We tried to continue along to another waterfall, skirting Monk's Head Mountain and going over a series of easy hilly summits, and then going down a slippery, narrow path through the underbrush, but met some hikers on their way up who insisted that further down, the trail was no longer passable. It had taken a lot of energy to get down, using our arms and always precariously balancing on the slippery mud and rocks, and we didn't feel like going further only to have to turn back without reaching our goal, so we turned tail and went back up the trail. We decided not to continue along but rather to walk back to Da Jian Mountain, enjoy the late afternoon and then head down on foot to Tianxiu Temple and by bus further down (though we ended up on foot for most of it as it took awhile for a bus to arrive).

An Earth God (土地公)shrine partway down the path that led nowhere

Towards the end, we tried to head to a temple at the base of the hill, not far from the train station, that has a preserved monk idol (another one, like the one we visited in Beitou a few months ago, where the idol is in fact the real body of a departed monk) - but when we got to the turn-off, it was late, we were meeting someone in Raohe Night Market for dinner soon, and it was up another hill that we were too tired to climb - so we gave it a pass for now and will revisit it some other day. We plan to return to Xizhi for the Old Street as well as the Xinshan / Dream Lake hike, anyway.

Back at Tianxiu Temple, some guy was feeding his varmint. Awww, what an adowwable wittle varmint!

Dajianshan in the late afternoon

Thursday, October 1, 2009

Elephant Mountain

View of 101 from Thumb Mountain

Last Saturday we took a hike up Elephant Mountain in Xinyi District, right about the time Ma Ying-Jiu was in the area (we think his motorcade went by and it was in the paper the next day that he was in the hills around there pretending to do something but really just posing for the cameras in a baseball cap).

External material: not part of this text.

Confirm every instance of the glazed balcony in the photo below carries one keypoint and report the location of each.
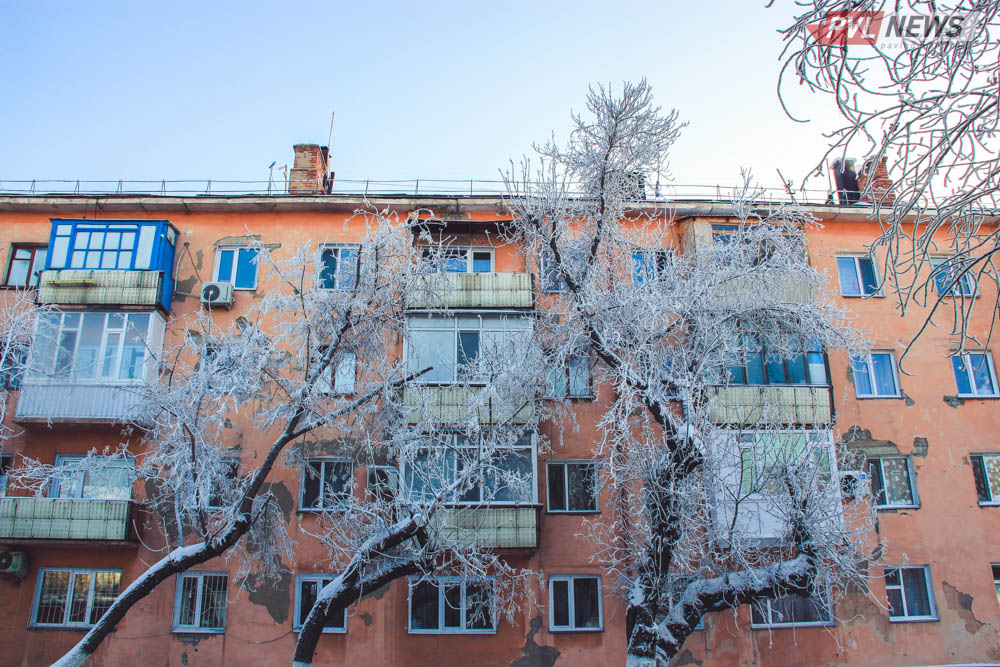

It's an easy "hike", very good for someone not quite fit or excited enough to mosey out of town, but who wants some wind-in-the-bamboo and a nice view. Also a fine choice for tourists in town for a limited time and not sure where to get the most bang for their hours nearby.
But I hesitate to say it's really a hike because the trails are so maintained that it's really just a series of hilly sidewalks. Only around Thumb Mountain does it start to feel like real hiking.

The hike is accessible from many points in Xinyi - Songren Rd. (the lanes leading to it anyway) south of Zhongxiao, or Songshan Rd. far past the schools, where it's quiet and residential are two - and if you want to really make a day of it, Muzha and Nangang as well. That whole stretch of hills is connected by some nice trails with fantastic views of the city.

Some photos:

Views of Yangmingshan are also abundant on the way up.

After Elephant Mountain, we detoured down a trail to Thumb Mountain, which has a more rustic path part of the way, and several old tombs and shrines.

The mountains from a vantage point on the way to Thumb Mountain

The late afternoon light was quite lovely. We reached Thumb Mountain at sunset (see first picture).

Back to the famous vantage point at Elephant Mountain, which crowds up with lovers & photographers.

Taipei 101 from a narrow view between two towering apartment buildings - reminded us all of Hong Kong.